Chicago Tribune article, August 7, 1973 |
August 7, 1973 – Following the third
murder of a woman in Grant Park in less than a year, the Chicago Tribune editorializes about “Our Unsafe City.” [Chicago
Tribune, August 7, 1973] “That women should be killed in the front yard of
downtown Chicago,” the editorial states, “is shocking and shameful. That the murders remain unsolved compounds
the shame.” The Tribune offers three areas that should be considered immediately. “The facts call for more than hand
wringing. They call for more rigorous
police work in the future than in the past,” the editorial states. Along with that, “The facts call also for
constant concern on the part of everyone for the safety of both oneself and of
others. Public awareness of risk needs
to be heightened, tho of course short of panic or neurosis.” And, finally, “…
prudence suggests staying away from wooded areas without sight lines to
passers-by, even when those areas are in heavily used public parks … Broad
daylight is not sufficient protection.”
The editorial concludes, “It is shameful that, more and more, people
have reason to become wary like antelopes among predators. The harsh fact is that vicious crime in
public places is an ever present possibility in cities, including Chicago. Heightened vigilance by both police and
public offers the best—tho an imperfect—defense.”
August 7, 1910: The Chicago Daily Tribune once again editorializes about the evil of the Illinois Central Railroad, writing, “Yesterday was a perfect day in Chicago. The sky was cloudless and the lake a blue turquoise, save along the eastern edge of the south side. There the vile smoke from a hundred coughing locomotives of the Illinois Central railroad made it seem the gateway to the inferno. All along one-half of what should be the most magnificent city water front of the world went the disfiguring trains drawn by engines, the stacks of which belched forth clouds of smoke and showers of embers. The public library, the Art institute, the hotels, the business blocks, and miles and miles of private residences are all begrimed and polluted by this nuisance. Books, pictures, and furniture are discolored by it, health is endangered, and a property loss of millions constantly increased.” The paper presents only one viable alternative: electrification.
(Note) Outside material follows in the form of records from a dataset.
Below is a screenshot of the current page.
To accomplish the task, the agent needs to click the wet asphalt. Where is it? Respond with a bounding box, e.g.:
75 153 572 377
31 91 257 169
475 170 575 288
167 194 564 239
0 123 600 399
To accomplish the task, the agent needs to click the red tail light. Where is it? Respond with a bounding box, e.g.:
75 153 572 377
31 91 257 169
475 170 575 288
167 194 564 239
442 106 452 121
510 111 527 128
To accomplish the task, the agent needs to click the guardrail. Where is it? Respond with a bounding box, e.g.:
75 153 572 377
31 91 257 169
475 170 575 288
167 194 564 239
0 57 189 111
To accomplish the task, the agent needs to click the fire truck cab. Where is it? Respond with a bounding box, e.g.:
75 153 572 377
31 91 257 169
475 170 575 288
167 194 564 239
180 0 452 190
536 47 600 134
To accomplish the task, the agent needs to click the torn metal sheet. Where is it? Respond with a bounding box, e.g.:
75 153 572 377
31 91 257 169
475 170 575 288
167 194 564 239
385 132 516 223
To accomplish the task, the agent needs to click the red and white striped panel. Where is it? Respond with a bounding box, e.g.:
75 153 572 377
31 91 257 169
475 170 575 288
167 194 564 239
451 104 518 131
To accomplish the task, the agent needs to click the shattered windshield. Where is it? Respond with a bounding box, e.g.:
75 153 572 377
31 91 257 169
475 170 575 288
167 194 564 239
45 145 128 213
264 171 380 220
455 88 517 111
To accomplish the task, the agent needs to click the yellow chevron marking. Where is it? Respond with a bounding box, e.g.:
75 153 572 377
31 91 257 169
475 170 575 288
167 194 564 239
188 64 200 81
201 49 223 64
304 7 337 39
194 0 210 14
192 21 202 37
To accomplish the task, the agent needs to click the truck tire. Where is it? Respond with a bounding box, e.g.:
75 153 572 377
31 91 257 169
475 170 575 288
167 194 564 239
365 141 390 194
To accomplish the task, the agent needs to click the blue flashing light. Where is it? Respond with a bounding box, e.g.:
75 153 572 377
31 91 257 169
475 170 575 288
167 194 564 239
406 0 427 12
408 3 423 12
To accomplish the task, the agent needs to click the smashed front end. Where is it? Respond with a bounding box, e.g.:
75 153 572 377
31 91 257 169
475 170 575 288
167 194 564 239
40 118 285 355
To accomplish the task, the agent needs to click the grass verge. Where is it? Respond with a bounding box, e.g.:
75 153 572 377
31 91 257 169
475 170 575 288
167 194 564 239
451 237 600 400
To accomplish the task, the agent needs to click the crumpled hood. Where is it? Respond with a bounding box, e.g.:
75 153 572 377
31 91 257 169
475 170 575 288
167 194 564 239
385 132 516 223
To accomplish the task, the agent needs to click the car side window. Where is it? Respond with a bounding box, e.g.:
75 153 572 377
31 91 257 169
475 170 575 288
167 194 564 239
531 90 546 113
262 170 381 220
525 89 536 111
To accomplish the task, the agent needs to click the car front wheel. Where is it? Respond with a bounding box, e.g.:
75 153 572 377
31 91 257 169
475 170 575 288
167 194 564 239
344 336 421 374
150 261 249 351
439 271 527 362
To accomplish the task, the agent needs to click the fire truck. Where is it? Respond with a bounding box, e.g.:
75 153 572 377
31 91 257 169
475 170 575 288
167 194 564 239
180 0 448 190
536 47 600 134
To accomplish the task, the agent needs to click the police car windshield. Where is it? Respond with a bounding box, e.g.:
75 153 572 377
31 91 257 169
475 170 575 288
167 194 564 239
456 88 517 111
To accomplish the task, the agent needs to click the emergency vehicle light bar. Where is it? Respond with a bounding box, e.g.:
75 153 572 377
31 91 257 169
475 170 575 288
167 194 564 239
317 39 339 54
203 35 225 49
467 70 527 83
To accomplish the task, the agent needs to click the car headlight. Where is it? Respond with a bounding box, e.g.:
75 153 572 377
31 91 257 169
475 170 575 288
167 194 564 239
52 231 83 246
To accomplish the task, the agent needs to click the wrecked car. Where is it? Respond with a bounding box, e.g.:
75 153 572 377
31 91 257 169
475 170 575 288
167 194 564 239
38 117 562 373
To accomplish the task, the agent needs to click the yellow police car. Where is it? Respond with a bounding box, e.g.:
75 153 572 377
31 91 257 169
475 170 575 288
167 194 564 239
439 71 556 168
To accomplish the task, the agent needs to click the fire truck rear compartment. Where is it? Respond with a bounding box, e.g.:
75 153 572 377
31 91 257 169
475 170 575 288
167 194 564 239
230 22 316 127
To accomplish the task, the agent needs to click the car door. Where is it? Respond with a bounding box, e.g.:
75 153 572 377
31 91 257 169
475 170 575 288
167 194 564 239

Yet, it is pessimistic about such a remedy ever occurring. “A corporation like the Illinois Central never improves its service until the balance goes against it,” the editorial ends. “Or until a municipality takes it by the back of its corporate neck and squeezes it into compliance with a popular and imperative demand.” At this point the Illinois Central operated over 300 steam trains into and out of Chicago. It would take 16 more years before the commuter tracks were electrified from downtown to Matteson.